Breves histórias de si: Toni Morrison e cinco mulheres no Nobel da Literatura
O que podemos conhecer das obras de mulheres que já venceram o Nobel; seleção de leituras janeiro-julho/2024.
Em entrevista de Dezembro de 2013, In Her Own Words, a canadense Alice Munro — na altura, a 14ª escritora a vencer o Prémio Nobel de Literatura — tem uma reação divertida e honesta acerca da pergunta (talvez trivial para cada vencedor/a de tal premiação):
Afinal, somam-se, atualmente, 120 as personalidades já laureadas com aquela que é considerada a maior condecoração internacional para quem exerce a profissão de escritor/a, e o impressionante número de apenas 17 mulheres que receberam a distinção até hoje…
Em que pese as tantas controvérsias em torno desse galardão literário (demasiado europeu, masculino, branco, homogéneo culturalmente…), a cada ano o anúncio da figura vencedora é aguardado com entusiasmo e expectativa, pelo que toda vez que o nome de uma mulher vem a lume, é passível considerar que ela veio a “fazer história” — em matéria de impacto, realização e género e ainda que nos limiares dos seus próprios contextos temporais e geográficos.

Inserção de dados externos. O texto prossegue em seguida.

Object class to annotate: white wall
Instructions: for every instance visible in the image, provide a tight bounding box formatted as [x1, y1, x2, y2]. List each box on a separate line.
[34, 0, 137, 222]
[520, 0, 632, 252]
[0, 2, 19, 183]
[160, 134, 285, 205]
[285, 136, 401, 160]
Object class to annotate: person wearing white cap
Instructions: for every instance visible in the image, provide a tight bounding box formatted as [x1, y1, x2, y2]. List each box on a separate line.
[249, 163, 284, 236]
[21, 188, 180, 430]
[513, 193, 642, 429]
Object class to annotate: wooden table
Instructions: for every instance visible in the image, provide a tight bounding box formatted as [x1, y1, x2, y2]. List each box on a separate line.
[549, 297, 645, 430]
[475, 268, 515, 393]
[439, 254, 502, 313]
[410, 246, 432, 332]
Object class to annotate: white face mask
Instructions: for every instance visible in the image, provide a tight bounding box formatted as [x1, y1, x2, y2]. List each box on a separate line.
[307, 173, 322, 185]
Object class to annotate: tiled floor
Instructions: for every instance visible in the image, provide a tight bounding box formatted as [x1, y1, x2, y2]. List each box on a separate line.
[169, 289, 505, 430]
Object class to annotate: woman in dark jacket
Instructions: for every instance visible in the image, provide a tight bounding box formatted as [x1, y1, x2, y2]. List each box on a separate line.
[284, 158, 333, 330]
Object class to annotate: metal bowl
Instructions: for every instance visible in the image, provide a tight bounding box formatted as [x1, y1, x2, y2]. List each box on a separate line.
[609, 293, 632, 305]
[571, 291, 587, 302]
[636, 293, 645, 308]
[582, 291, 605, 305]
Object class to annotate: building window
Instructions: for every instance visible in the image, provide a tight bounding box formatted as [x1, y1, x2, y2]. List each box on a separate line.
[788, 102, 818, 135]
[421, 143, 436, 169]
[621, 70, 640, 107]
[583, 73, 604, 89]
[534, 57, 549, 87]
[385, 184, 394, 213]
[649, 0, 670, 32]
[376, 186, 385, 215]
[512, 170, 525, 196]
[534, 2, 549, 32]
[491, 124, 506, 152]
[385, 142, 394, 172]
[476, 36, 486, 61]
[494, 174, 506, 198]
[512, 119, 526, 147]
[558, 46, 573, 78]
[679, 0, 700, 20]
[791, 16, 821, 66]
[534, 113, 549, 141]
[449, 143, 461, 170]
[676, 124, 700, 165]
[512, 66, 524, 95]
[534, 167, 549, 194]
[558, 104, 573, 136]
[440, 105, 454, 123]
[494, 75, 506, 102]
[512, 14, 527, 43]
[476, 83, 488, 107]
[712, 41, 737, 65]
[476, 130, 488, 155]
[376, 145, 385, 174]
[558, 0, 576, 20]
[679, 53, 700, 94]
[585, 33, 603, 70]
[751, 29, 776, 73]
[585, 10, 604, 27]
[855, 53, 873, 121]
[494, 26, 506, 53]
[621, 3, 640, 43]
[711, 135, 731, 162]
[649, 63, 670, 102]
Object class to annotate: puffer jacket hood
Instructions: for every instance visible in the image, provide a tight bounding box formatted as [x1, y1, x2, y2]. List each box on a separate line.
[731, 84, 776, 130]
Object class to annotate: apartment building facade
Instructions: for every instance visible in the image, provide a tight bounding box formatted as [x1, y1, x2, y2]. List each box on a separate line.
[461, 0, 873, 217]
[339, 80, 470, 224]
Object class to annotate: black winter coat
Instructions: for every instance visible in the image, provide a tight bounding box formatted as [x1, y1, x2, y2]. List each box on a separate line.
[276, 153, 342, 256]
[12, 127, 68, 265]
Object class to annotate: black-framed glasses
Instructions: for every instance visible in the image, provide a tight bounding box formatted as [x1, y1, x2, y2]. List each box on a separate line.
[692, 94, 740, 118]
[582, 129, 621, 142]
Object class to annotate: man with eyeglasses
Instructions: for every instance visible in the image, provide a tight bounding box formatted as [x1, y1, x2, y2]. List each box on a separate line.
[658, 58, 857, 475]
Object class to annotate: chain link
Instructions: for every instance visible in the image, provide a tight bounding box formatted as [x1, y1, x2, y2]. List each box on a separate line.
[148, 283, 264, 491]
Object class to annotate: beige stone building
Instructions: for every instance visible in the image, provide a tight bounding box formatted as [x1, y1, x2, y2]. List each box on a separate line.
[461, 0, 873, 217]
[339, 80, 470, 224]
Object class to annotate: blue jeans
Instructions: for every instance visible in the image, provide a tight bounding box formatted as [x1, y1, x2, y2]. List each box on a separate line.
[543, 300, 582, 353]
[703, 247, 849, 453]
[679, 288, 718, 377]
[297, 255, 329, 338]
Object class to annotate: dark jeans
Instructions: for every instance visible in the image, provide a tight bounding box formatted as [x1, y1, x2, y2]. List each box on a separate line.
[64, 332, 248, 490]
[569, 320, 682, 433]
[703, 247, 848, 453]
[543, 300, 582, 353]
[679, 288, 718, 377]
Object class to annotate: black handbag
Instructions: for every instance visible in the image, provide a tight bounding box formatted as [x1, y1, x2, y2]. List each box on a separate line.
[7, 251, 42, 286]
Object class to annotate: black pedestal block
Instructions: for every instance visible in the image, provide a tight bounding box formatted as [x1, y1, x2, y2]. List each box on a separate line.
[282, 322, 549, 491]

Em Outubro de 2022, por exemplo, a atribuição a Annie Ernaux pode ter mantido, por um lado, a velha práxis de nomear autores europeus e brancos, e por outro, tornou-a a primeira escritora francesa a alcançar tal honraria em meio a um país de alta tradição literária e que lidera o número de galardoados nessa categoria do Nobel (16, no total). “Como é que uma mulher que só escrevia sobre si mesma podia ganhar o maior prémio literário do mundo?”, questionam os «homens das letras» em França, pelo que conhecer a história pessoal da autora é parte importante da sua arte literária e, logo, do prémio — aliás, assim o deve ser com cada vencedor anual, mas ainda mais evidentemente quando chega-nos daí uma mulher.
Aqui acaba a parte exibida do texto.